# is it possible that $X_{j}$ and $X_{k}$ are independent of each other conditioning on $Z = f(X_1,\cdots, X_N)$?

Suppose I have $$N$$ random variables $$\{X_j\}_{j=1}^N$$ and they are mutually independent. Also, I define $$Z = f(X_1,\cdots,X_N)$$ for some function $$f()$$. And I want to know that if it is possible that $$X_j$$ is independent of $$X_k$$ conditioning on $$Z$$ for any $$j\ne k$$.

I have asked a similar question where $$N=2$$ and $$f(X_1,X_2) = X_1+X_2$$, and the statement is false. I want to know if the statement is possibly true for general $$N$$ and some function $$f(\cdot)$$. Here I assume $$\{X_j\}$$ are not constant random variables.

Suppose $$X_i$$ are Rademacher variables ($$\pm 1$$ with equal probability) and $$Z=\sum_i X_i^2$$. Then $$Z$$ is constant, so conditioning on it has no effect.
Less trivially, suppose $$Z=\prod_i X_i$$ and $$N>2$$. For any specific $$j, k$$, $$P(Z=1|X_j,X_k)=1/2$$ so the distribution of $$(X_j,X_k)|Z$$ is the same as their unconditional distribution.
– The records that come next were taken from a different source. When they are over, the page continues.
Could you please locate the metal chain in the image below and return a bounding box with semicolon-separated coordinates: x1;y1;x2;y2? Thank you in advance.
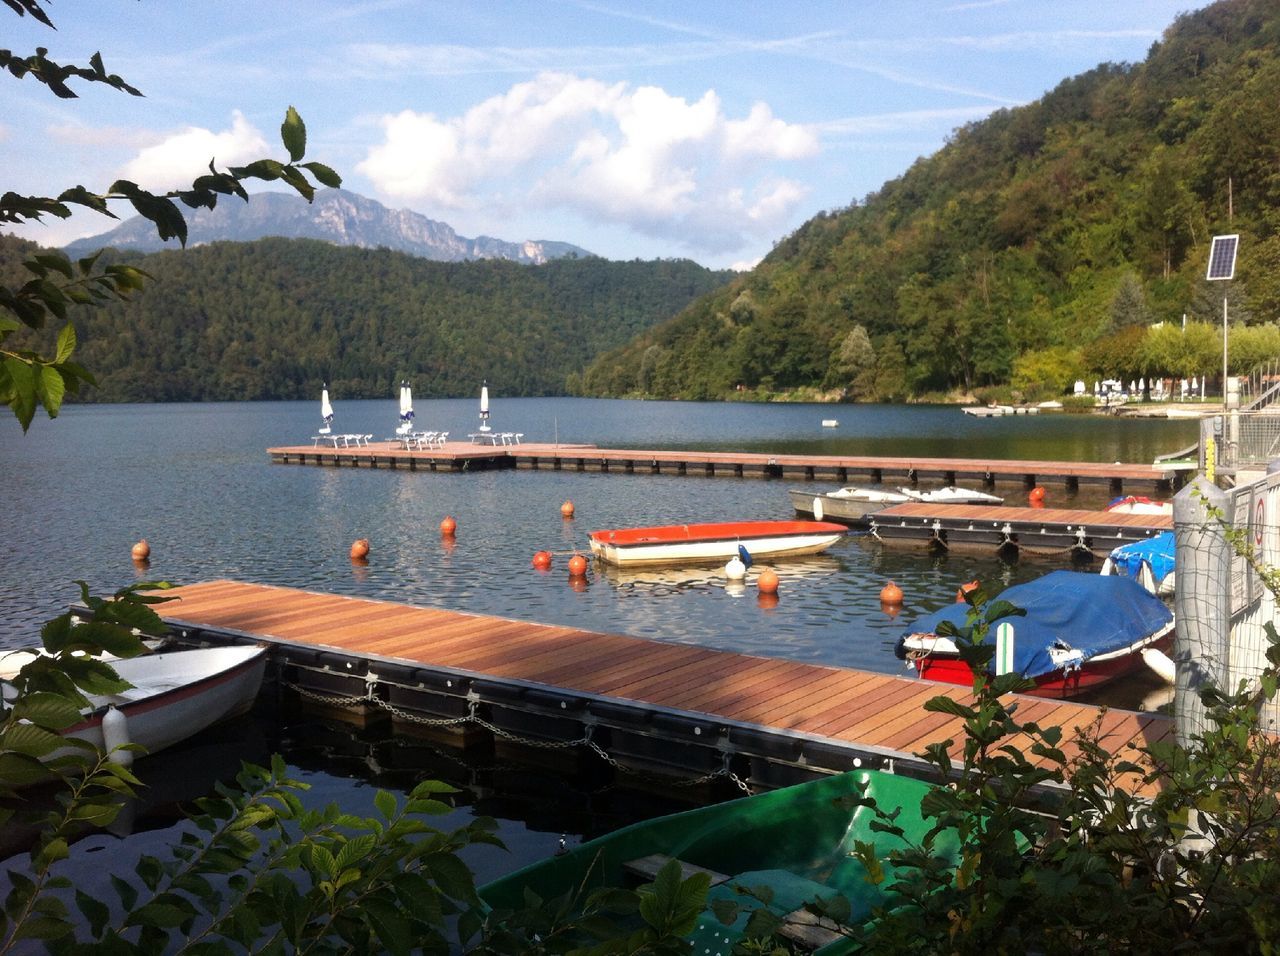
284;681;753;793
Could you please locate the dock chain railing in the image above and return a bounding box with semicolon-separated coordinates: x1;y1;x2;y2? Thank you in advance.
286;680;753;794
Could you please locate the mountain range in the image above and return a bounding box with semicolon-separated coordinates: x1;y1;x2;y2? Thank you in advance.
63;188;591;265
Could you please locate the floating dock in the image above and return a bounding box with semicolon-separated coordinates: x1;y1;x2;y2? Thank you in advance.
151;580;1171;796
267;440;1179;494
784;500;1172;557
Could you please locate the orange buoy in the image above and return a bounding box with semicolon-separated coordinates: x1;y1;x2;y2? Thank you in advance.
757;591;780;610
880;580;903;605
131;539;150;561
349;538;370;559
1029;486;1046;502
955;579;980;603
440;516;457;535
560;500;575;518
756;567;779;594
567;553;588;577
532;550;552;569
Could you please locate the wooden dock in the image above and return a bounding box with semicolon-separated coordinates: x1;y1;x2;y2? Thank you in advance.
267;440;1180;494
154;580;1172;796
864;503;1172;557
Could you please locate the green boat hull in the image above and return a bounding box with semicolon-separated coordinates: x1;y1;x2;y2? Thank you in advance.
480;769;949;954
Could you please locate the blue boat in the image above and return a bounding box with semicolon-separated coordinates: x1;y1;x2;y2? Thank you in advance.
895;571;1174;697
1102;530;1175;595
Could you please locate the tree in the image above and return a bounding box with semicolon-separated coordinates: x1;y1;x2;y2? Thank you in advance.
825;324;876;397
1;1;339;432
1110;271;1153;331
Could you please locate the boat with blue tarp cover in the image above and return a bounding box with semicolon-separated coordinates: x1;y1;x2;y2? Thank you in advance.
894;571;1174;697
478;768;956;955
1101;531;1175;595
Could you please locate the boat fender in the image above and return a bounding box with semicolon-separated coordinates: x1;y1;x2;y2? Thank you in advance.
737;544;753;569
1141;647;1176;684
725;556;747;580
812;495;824;521
102;705;133;767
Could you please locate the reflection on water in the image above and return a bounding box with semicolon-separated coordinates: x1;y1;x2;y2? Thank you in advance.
0;398;1193;888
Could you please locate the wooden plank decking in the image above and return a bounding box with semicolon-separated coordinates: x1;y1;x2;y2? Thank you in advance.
266;441;1178;492
157;580;1172;795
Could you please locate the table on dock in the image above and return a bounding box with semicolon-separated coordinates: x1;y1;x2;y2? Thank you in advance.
155;580;1171;796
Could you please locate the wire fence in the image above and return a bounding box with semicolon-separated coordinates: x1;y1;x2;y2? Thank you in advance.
1174;460;1280;743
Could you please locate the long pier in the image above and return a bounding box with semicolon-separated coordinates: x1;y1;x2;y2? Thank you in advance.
267;440;1179;494
155;580;1170;796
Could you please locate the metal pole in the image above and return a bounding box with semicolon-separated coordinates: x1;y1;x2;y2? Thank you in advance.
1173;476;1231;750
1223;295;1229;413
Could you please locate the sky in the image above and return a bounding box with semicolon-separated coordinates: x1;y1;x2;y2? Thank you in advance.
3;0;1210;270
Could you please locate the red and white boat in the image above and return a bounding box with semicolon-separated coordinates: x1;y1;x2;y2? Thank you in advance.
1105;495;1172;516
587;520;847;567
894;572;1174;698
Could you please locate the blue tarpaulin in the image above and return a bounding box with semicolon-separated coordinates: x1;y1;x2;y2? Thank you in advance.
898;570;1173;681
1105;531;1175;592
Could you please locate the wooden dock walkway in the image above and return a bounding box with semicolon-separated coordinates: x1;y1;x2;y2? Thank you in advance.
156;580;1171;795
267;440;1179;494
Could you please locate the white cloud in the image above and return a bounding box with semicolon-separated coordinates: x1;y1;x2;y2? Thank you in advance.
356;72;818;255
116;112;269;191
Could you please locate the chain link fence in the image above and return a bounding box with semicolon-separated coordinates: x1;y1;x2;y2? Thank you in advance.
1173;464;1280;744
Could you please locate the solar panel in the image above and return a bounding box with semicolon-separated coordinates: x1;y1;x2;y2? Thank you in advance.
1207;234;1239;281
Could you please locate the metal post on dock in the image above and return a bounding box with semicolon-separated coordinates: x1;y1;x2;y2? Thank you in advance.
1172;476;1231;749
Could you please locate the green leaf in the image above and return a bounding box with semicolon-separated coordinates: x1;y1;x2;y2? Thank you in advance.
363;896;411;956
2;721;68;757
75;888;110;937
374;789;397;821
110;874;138;910
11;690;84;730
54;323;76;363
301;161;342;188
12;915;72;941
0;751;55;787
37;365;66;418
5;357;37;431
281;107;306;162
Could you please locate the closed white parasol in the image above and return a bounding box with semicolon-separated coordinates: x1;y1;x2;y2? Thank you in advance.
320;385;334;434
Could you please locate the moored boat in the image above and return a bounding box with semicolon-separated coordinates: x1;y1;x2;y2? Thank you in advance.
1105;495;1172;515
894;571;1174;697
479;768;954;955
788;486;909;523
1101;531;1175;595
587;520;847;567
3;644;269;764
902;486;1004;506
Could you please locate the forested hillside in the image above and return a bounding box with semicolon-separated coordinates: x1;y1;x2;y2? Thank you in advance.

In this situation, any $$N$$ of $$(X_1,X_2,\dots,X_N,Z)$$ are mutually independent but the full set is not.
As a slight extension, suppose $$X_i\sim N(0,1)$$, and $$Z=\prod_i \mathrm{sign} X_i$$. By the same argument as before, $$Z$$ is independent of any set of fewer than $$N$$ $$X_i$$s.
I can't think of an example where the $$X_i$$ are all continuous and $$Z$$ is a continuous, non-constant function of all of them. I'd be a bit surprised if there was one, but not very surprised.